Opinions differ as to the precise causes of the German decision to retreat. We have heard far too little of the fine work of the British divisions in this area. Their advance is important, because it is pointed directly at Fismes, the key of the whole salient. The probability is, however, that the retreat is due, not to the success of the Allies at any point, but to the irresistible pressure on the Germans around the whole of their very vulnerable battlefront. They have been squeezed out of the valley of the Marne, and the process of squeezing continues.
They owe their misfortunes chiefly to their tendency to regard opponents with contempt. They thought that on the Marne they could repeat their easy sweep southwards across the Aisne, and they refused to believe that General Foch was strong enough to attempt a counter-stroke. The attempts of the enemy to conceal the truth from the German civil population are indicated by the impudent statement in yesterday’s German bulletin that “on the battle front the day passed off quietly”. A succession of such “quiet days” would suit us very well.

Military service for strikers

The Prime Minister announced last night that strikers “wilfully absent from their work on or after Monday, July 29, will be deemed to have voluntarily placed themselves outside the area of munitions industries” and that “their protection certificates will cease to have effect from that date, and they will become liable to the provisions of the Military Service Acts”.
This decision is grave, but it will have the support of a large majority of the people of this country.

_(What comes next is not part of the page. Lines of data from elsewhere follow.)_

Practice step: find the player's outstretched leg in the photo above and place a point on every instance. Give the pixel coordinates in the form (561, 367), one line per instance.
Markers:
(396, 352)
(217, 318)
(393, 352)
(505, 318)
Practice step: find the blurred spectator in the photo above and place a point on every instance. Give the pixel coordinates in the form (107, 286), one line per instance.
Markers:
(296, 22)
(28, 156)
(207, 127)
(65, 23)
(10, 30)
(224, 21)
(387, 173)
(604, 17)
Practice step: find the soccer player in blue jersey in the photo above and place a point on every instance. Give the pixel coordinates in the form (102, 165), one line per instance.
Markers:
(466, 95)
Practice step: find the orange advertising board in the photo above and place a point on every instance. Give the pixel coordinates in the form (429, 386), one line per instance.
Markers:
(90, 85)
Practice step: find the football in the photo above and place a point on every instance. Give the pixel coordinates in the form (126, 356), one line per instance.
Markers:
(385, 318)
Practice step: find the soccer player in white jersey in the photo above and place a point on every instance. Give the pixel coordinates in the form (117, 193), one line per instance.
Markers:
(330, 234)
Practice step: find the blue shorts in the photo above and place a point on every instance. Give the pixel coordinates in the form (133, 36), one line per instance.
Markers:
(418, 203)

The strike at Coventry, Birmingham, and elsewhere is bald defiance of the Government. The men who insisted upon it knew perfectly well that it was this, but chose deliberately a trial of strength. Everyone knows, as they know, that the moment they have chosen is critical beyond almost any other moment of these last four years of crisis. In stricken France men began to breathe again last week, and upon that very instant came the news that English workmen were about to suspend work on munitions. People throughout the country see that this is no ordinary labour dispute, but a plain challenge to the State. Its condemnation is conspicuously general, without distinction of class or sex, in every part of the land. No labour trouble since the war began has been so universally reprobated. The Prime Minister mentions the reasons. Millions of the fellow-countrymen of the strikers “are hourly facing danger and death for their country”, and “the men now on strike have been granted exemption from these perils only because their services were considered of more value to the State in the workshops than in the Army.”
Thousands of other, often older, men have not been so fortunate, and exemptions outside munitions are granted on the strict condition that the work for which they are granted is done without break in occupation. The strikers must know this. They have affected to scoff at it, declaring — as our Special Correspondent at Leeds told us yesterday — that Mr Churchill would be “bound to yield,” and professing “to be more amused than frightened by the threat to send strikers into the Army.”
It is no longer a threat, but a determination; and they will do well to realize that it is the determination, not of the Government alone, but of the country.